After 9/11 and the wars commenced in Iraq and Afghanistan, I vowed to teach a course on war each year until the wars ended. It seemed important to remember that we were a country at war. That commitment meant a realignment of my research agenda. In 2001, I published my first edited collection, one which paired the final work of the feminist philosopher Mary Wollstonecraft with the memoir of her life written by her husband, William Godwin. I had edited that collection during my second pregnancy and during the first year of my son’s life, and that focus on the rights of women and how we navigate all the complexities of our gendered identities remains central to my teaching and my research. But the shift to a focus on war led me in new directions as well. One cannot address war without addressing the effects of violence and the trauma that often ensues. My next book was an edited collection on Aphra Behn’s late seventeenth-century novel, Oroonoko, the story of an African prince enslaved in Surinam, and the wars which inaugurated the transatlantic slave trade, and a brutal history of racialized slavery that continues to shape our nation. That work, I would later argue in my most recent edited collection, Early Modern Trauma: Europe and the Atlantic World (2021), is a trauma narrative, as are so many accounts of early modern suffering. Yet eighteenth-century historians and literary scholars alike had often “normalized” this suffering, ignoring the potential for its continuing effects by representing it as contained and consistent with the ethos of its time and place. That narrative is changing, in part, because of my book.

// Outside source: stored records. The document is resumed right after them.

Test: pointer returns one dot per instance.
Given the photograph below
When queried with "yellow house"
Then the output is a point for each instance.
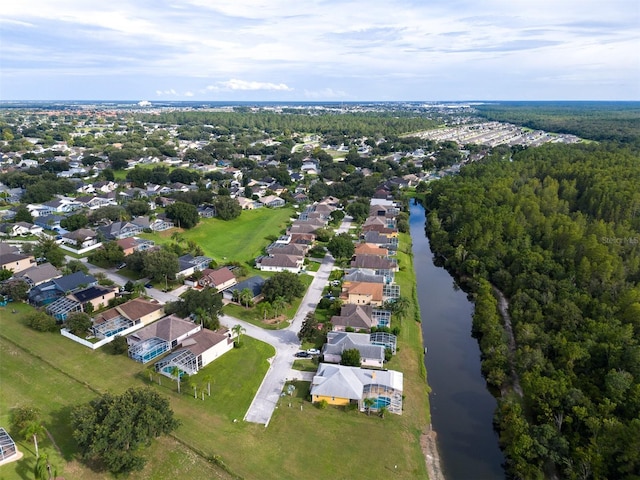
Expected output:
(342, 385)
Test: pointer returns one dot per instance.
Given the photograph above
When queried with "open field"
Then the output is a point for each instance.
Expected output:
(241, 239)
(54, 374)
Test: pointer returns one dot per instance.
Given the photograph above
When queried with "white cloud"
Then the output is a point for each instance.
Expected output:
(354, 46)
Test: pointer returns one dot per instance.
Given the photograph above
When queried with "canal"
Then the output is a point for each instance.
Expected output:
(461, 406)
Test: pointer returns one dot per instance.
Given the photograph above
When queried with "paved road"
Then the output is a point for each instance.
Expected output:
(286, 343)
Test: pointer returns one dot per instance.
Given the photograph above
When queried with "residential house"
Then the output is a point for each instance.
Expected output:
(280, 263)
(189, 264)
(52, 290)
(219, 278)
(39, 274)
(359, 318)
(370, 249)
(81, 238)
(362, 293)
(272, 201)
(98, 296)
(138, 311)
(134, 244)
(342, 385)
(19, 229)
(159, 337)
(196, 352)
(16, 262)
(253, 284)
(119, 230)
(371, 355)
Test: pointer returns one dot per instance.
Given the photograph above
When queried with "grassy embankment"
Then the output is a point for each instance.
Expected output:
(54, 374)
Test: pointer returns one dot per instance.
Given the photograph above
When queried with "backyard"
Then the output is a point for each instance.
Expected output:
(54, 374)
(241, 239)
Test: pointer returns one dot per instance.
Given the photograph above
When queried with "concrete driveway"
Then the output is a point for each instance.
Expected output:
(286, 343)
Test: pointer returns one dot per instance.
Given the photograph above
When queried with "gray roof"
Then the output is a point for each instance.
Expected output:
(349, 382)
(69, 283)
(40, 273)
(338, 342)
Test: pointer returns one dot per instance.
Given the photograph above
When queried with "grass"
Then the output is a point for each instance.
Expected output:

It was only recently that I was able to retire my course on war, and I replaced it, happily, with ones on narrative medicine and on the body in the eighteenth century. These courses fit firmly within the emerging field of Health Humanities, my new focus as a teacher and scholar. How is it that we use our skills as close readers and attentive listeners to help others heal? How is it that narrative provides solace and understanding, and can this narrative power be used to address the needs of patients and medical professionals alike? I can imagine Dick making a joke here, perhaps, that maybe I took putting “the flesh and bone” on literature just a little too literally, but I also think he would recognize in my work an attempt to find in the literature we both loved the life lessons that make us better.
I know he would be so grateful, as am I and as is my department, that you—the alumni of this university—recognized the immense value of what he gave to you as a teacher, as a mentor, as a friend, and that you have ensured that his work in the humanities will continue. We are people first, and then the work we do, but when these things align—when our work becomes the place where we can experience the fullness of being human—the world is a better place. Thank you for the honor of being the first to represent Dick’s extraordinary legacy.